Concept: Train a single network using a cyclical learning rate schedule (e.g., multiple cycles of cosine annealing).
Procedure:
1. Define a learning rate schedule with multiple cycles (e.g., \(M\) cycles over \(T\) total epochs). Each cycle involves a period of higher learning rate followed by a decrease to a very low learning rate.
2. At the end of each cycle, when the learning rate is at its minimum (allowing the model to converge to a local optimum), save a snapshot of the model weights.
3. The ensemble consists of these \(M\) saved models. Their predictions are averaged at inference time.
Benefit: Allows finding multiple diverse, high-performing models with roughly the same computational cost as training a single model.

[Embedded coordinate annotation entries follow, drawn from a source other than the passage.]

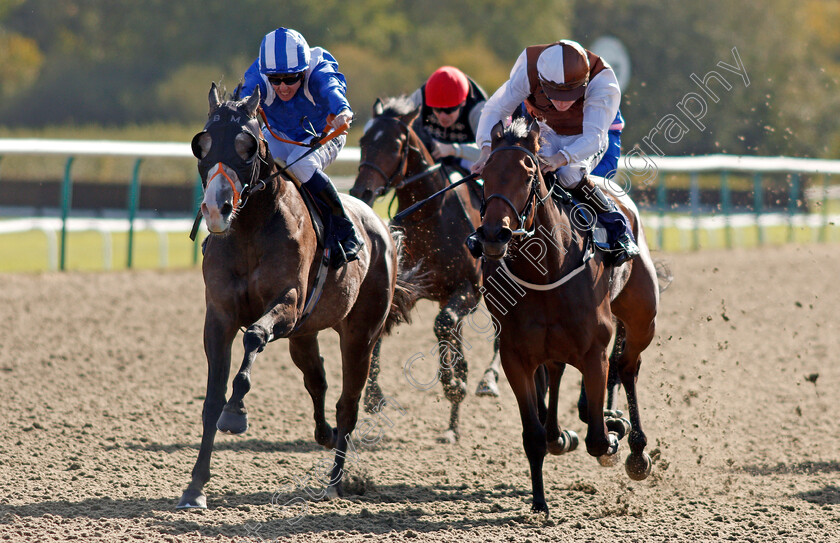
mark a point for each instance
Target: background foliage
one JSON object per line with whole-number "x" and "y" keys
{"x": 116, "y": 62}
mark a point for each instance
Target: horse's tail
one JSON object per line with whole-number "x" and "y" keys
{"x": 412, "y": 285}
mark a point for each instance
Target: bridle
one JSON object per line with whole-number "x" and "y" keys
{"x": 255, "y": 162}
{"x": 533, "y": 201}
{"x": 403, "y": 166}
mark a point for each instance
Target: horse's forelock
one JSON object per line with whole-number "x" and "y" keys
{"x": 516, "y": 131}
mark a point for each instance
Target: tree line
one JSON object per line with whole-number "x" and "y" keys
{"x": 116, "y": 62}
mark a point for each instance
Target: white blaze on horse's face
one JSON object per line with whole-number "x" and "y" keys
{"x": 221, "y": 196}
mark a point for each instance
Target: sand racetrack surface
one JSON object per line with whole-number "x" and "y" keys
{"x": 103, "y": 378}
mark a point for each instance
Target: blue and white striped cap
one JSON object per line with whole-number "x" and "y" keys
{"x": 283, "y": 51}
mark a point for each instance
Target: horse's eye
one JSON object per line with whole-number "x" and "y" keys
{"x": 246, "y": 146}
{"x": 201, "y": 145}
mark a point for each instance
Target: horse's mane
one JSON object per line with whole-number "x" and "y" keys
{"x": 516, "y": 131}
{"x": 397, "y": 106}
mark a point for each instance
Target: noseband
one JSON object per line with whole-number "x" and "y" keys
{"x": 401, "y": 169}
{"x": 533, "y": 194}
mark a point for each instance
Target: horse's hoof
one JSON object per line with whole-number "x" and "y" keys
{"x": 613, "y": 455}
{"x": 192, "y": 499}
{"x": 488, "y": 386}
{"x": 638, "y": 466}
{"x": 620, "y": 426}
{"x": 333, "y": 493}
{"x": 232, "y": 423}
{"x": 450, "y": 437}
{"x": 540, "y": 507}
{"x": 567, "y": 442}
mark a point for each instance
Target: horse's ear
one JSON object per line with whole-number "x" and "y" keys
{"x": 534, "y": 132}
{"x": 497, "y": 131}
{"x": 253, "y": 102}
{"x": 213, "y": 98}
{"x": 378, "y": 107}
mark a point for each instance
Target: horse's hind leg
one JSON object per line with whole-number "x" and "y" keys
{"x": 218, "y": 338}
{"x": 453, "y": 366}
{"x": 306, "y": 356}
{"x": 558, "y": 442}
{"x": 373, "y": 393}
{"x": 638, "y": 464}
{"x": 598, "y": 442}
{"x": 613, "y": 381}
{"x": 636, "y": 308}
{"x": 234, "y": 419}
{"x": 489, "y": 384}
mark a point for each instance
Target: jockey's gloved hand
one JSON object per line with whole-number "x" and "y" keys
{"x": 552, "y": 162}
{"x": 344, "y": 117}
{"x": 442, "y": 150}
{"x": 478, "y": 165}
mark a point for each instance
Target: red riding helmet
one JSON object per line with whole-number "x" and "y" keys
{"x": 447, "y": 87}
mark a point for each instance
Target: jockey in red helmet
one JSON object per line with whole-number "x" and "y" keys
{"x": 451, "y": 104}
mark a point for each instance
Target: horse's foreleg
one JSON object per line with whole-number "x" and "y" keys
{"x": 274, "y": 323}
{"x": 356, "y": 350}
{"x": 217, "y": 344}
{"x": 558, "y": 442}
{"x": 306, "y": 355}
{"x": 489, "y": 384}
{"x": 373, "y": 393}
{"x": 638, "y": 463}
{"x": 521, "y": 380}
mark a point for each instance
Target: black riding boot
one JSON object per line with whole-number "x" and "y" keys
{"x": 622, "y": 244}
{"x": 347, "y": 242}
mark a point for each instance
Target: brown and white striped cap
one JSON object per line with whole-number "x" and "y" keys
{"x": 563, "y": 70}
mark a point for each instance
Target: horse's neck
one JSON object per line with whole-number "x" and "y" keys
{"x": 557, "y": 240}
{"x": 263, "y": 206}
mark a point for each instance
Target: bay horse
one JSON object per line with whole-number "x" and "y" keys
{"x": 555, "y": 301}
{"x": 394, "y": 156}
{"x": 260, "y": 270}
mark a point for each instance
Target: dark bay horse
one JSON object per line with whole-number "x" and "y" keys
{"x": 557, "y": 302}
{"x": 393, "y": 156}
{"x": 260, "y": 268}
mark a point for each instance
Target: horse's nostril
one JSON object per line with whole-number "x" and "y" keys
{"x": 504, "y": 235}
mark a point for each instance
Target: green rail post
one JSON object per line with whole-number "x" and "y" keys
{"x": 660, "y": 201}
{"x": 792, "y": 204}
{"x": 758, "y": 205}
{"x": 198, "y": 194}
{"x": 824, "y": 229}
{"x": 66, "y": 201}
{"x": 726, "y": 207}
{"x": 133, "y": 202}
{"x": 694, "y": 198}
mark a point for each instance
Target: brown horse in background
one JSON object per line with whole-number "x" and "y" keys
{"x": 393, "y": 156}
{"x": 555, "y": 301}
{"x": 260, "y": 269}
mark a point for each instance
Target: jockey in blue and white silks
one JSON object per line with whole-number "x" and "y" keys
{"x": 301, "y": 94}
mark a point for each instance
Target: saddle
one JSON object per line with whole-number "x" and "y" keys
{"x": 319, "y": 212}
{"x": 564, "y": 199}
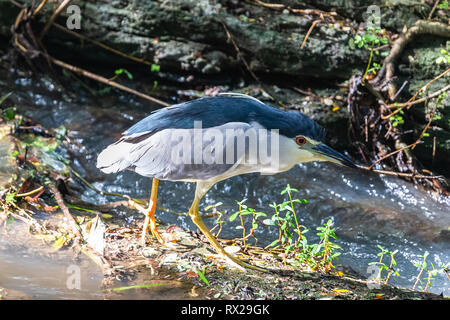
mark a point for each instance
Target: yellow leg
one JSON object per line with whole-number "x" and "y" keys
{"x": 150, "y": 215}
{"x": 197, "y": 219}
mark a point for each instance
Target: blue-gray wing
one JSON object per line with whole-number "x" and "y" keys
{"x": 179, "y": 154}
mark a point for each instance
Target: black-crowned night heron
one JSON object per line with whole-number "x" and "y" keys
{"x": 211, "y": 139}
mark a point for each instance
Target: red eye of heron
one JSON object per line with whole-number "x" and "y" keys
{"x": 300, "y": 140}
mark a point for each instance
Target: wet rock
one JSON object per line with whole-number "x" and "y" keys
{"x": 8, "y": 166}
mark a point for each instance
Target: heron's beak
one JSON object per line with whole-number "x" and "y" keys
{"x": 329, "y": 154}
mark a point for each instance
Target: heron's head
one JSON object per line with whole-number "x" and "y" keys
{"x": 312, "y": 150}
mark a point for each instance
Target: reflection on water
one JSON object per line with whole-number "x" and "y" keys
{"x": 367, "y": 209}
{"x": 46, "y": 275}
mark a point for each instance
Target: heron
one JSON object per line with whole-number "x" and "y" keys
{"x": 211, "y": 139}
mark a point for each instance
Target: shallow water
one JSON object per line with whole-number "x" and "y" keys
{"x": 367, "y": 209}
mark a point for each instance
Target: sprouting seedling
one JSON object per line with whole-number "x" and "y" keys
{"x": 240, "y": 213}
{"x": 431, "y": 274}
{"x": 392, "y": 264}
{"x": 422, "y": 266}
{"x": 219, "y": 221}
{"x": 326, "y": 232}
{"x": 290, "y": 206}
{"x": 202, "y": 275}
{"x": 380, "y": 263}
{"x": 120, "y": 71}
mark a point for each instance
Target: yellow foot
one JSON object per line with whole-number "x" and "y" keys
{"x": 237, "y": 263}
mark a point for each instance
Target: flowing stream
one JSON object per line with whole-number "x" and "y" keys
{"x": 367, "y": 209}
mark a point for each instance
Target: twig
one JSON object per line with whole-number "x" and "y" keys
{"x": 418, "y": 28}
{"x": 104, "y": 46}
{"x": 61, "y": 7}
{"x": 75, "y": 227}
{"x": 401, "y": 89}
{"x": 104, "y": 80}
{"x": 400, "y": 106}
{"x": 401, "y": 174}
{"x": 428, "y": 83}
{"x": 436, "y": 2}
{"x": 391, "y": 154}
{"x": 309, "y": 32}
{"x": 239, "y": 52}
{"x": 39, "y": 7}
{"x": 29, "y": 193}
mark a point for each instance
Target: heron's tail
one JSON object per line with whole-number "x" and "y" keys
{"x": 114, "y": 158}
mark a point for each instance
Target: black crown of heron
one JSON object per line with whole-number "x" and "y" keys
{"x": 212, "y": 139}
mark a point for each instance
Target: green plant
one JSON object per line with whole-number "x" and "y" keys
{"x": 202, "y": 275}
{"x": 430, "y": 273}
{"x": 219, "y": 221}
{"x": 243, "y": 211}
{"x": 397, "y": 118}
{"x": 326, "y": 249}
{"x": 382, "y": 266}
{"x": 123, "y": 71}
{"x": 444, "y": 58}
{"x": 370, "y": 40}
{"x": 155, "y": 68}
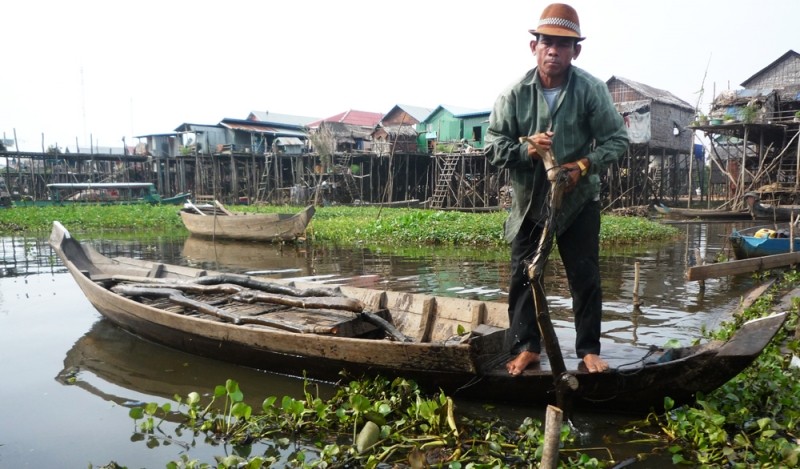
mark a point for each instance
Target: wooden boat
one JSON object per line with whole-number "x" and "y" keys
{"x": 766, "y": 240}
{"x": 674, "y": 213}
{"x": 217, "y": 222}
{"x": 453, "y": 344}
{"x": 774, "y": 213}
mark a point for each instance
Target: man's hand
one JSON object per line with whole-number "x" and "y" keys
{"x": 574, "y": 172}
{"x": 539, "y": 144}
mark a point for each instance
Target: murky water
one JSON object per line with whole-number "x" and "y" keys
{"x": 69, "y": 376}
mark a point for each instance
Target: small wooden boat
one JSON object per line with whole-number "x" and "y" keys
{"x": 217, "y": 222}
{"x": 766, "y": 240}
{"x": 675, "y": 213}
{"x": 774, "y": 213}
{"x": 453, "y": 344}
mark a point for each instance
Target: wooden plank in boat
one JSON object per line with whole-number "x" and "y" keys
{"x": 303, "y": 321}
{"x": 722, "y": 269}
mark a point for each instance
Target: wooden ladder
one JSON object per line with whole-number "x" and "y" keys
{"x": 263, "y": 185}
{"x": 344, "y": 162}
{"x": 446, "y": 171}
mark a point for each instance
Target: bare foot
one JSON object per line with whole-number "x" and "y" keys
{"x": 594, "y": 363}
{"x": 525, "y": 359}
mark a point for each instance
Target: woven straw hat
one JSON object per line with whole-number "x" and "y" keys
{"x": 559, "y": 19}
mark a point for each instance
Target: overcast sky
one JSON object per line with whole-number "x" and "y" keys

Stochastic Weight Averaging (SWA)

SWA is a simpler approximation that often yields similar benefits to FGE, leading to wider optima and better generalization.

Procedure:
1. Initial Training: Train a model using a standard learning rate schedule for a certain number of epochs (e.g., 75% of the total training budget).
2. SWA Phase: For the remaining epochs (e.g., 25%), switch to a modified learning rate schedule:
  - Typically a constant high learning rate or a cyclical schedule with a relatively high average (e.g., short cosine annealing cycles).
3. Weight Collection: During this SWA phase, collect model weights at regular intervals (e.g., at the end of each epoch or every few iterations).
4. Averaging: Compute the average of these collected weights: \(w_{SWA} = \frac{1}{N_{models}} \sum_{i=1}^{N_{models}} w_i\).
5. Batch Normalization Update: After obtaining \(w_{SWA}\), perform a forward pass over the entire training data using the \(w_{SWA}\) model to recompute the Batch Normalization running statistics. This is crucial for good performance.
Inference: Use the \(w_{SWA}\) model for predictions.
Advantages: Easy to implement and often provides a significant performance boost with minimal additional computational cost beyond the initial training.